Deutsch-polnische Krise im Vorfeld des EM-Auftaktspiels: Polnische Medien hetzen gegen die deutsche Mannschaft, dem Trainer des deutschen Gegners ist die Kriegs-Rhetorik nur noch peinlich. stern.de hat sich bei den Polen umgehört und festgestellt: Die Nerven liegen blank. Von Frank Hellmann, Bad Waltersdorf

Leo Beenhakker sind die Angriffe der polnischen Medien mehr als peinlich© Czarek Sokolowski / AP Photo
Eine Frage auf Deutsch? Jacek Krzynowek zog die Augenbrauen hoch. Natürlich hätte der Fußball-Profi in der Sprache seiner Wahlheimat antworten können. Seit 1999 wohnt der polnische Kraftprotz in Deutschland, er hat für den 1. FC Nürnberg, Bayer Leverkusen gespielt und ist aktuell beim VfL Wolfsburg angestellt. Doch der 31-Jährige entschied sich nach einem kurzen Blick zu Leo Beenhakker für sichere Variante. Also lieber auf Polnisch. Denn die Causa war brisant – so heiß, dass jedes falsche Wort auf der offiziellen Pressekonferenz in der umfunktionierten Tennishalle des Thermendorfes Bad Waltersdorf die deutsch-polnischen Beziehungen weiter hätte belasten können.
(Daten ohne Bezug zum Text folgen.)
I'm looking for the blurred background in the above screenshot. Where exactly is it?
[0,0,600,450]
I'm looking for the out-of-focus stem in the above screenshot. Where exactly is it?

"Fußball ist Sport und nicht Krieg. Und wir schauen nicht zurück, nicht auf 2006, nicht 15 oder 20 Jahre in die Vergangenheit," meint Krzynowek. Neben ihm hat Leo Beenhakker schon Worte gesprochen, die keinen Zweifel lassen: Die Entourage der polnischen Auswahl will nichts mit den Massenblättern in Polen zu tun haben, die fragwürdige Hetze vor dem Spiel gegen Deutschland betreiben.
"Ich spreche im Namen vieler Polen und des gesamten Teams: Was auf den Titelseiten dieser Zeitungen war, war eine furchtbare Fotomontage. Diese Leute sind verrückt, dreckig und krank." Beenhakker strich sein schlohweißes Haar nach hinten, lehnte sich vor und betonte: "So wollen wir unser Land bei der Euro 2008 nicht repräsentieren."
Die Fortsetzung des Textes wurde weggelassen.